I think the conflict between good and evil in us is a product of different ideas about how we should self manage which have arisen in the intellect and of the emotional turmoil which can result when those ideas are unhelpful ones. This means we are not doomed by our genetic orientation, either one to competition or to freedom-denying idealism.
I think that, sometimes, in these moments in which another’s behaviour confronts us with a key weakness in our own worldview, we may project onto them some disowned aspect of ourselves.
Griffith accuses Wilson of being “the antichrist” and of arrogance and “blasphemies”. It is Griffith who has claimed that his work represents the fulfilment of that which was promised by Jesus Christ.

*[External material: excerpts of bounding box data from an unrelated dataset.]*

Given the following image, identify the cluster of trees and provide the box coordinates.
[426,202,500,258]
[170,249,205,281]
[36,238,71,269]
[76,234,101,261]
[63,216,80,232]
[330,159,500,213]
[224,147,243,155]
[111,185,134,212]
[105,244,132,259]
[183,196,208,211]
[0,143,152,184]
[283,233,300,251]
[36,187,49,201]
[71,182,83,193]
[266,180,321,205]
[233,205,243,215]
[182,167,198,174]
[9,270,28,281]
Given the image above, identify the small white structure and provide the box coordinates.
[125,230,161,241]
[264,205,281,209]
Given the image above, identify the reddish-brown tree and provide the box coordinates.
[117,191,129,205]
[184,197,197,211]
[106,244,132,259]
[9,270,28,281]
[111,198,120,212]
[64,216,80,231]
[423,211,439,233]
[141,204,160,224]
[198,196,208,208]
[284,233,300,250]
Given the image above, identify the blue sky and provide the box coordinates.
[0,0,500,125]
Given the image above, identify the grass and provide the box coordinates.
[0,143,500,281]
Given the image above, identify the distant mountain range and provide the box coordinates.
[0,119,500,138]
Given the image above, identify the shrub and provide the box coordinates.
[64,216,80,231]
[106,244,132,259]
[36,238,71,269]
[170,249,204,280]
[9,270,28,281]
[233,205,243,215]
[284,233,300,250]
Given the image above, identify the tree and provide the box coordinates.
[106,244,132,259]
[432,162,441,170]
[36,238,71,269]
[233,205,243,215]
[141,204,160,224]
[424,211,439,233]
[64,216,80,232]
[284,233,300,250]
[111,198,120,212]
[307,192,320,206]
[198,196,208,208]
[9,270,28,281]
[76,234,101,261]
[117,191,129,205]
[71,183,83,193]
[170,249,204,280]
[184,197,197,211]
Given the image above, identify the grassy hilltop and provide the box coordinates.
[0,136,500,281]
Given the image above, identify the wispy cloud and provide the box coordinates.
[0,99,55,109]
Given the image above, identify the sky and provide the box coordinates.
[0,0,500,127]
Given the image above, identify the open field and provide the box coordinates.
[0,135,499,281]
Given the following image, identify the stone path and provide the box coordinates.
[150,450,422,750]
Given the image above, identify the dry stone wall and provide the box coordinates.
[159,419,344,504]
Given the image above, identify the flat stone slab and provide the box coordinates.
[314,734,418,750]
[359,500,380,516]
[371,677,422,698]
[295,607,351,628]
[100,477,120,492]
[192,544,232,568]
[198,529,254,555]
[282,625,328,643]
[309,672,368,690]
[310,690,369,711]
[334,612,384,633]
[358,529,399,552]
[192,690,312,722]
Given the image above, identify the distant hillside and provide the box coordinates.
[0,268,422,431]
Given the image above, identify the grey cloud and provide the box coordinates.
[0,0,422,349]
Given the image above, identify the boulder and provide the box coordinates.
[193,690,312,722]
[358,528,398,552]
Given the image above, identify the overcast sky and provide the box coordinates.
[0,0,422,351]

If his theory is wrong, that means he is the arrogant one committing blasphemy and putting himself in the position of the false Christ.
I once experienced an example of this kind of projection in Griffith’s response to me. I had politely and tentatively questioned him about his assessment of my character type. The appropriate response, it seems to me, would have been to say something like : “Perhaps you don’t understand. I’ll try to give you a fuller explanation.” Instead he convened and meeting and told people that I was : “M-a-a-ssively deluded.” Why this over-reaction to someone politely questioning his interpretation? Was he seeing something in me which really applied to himself?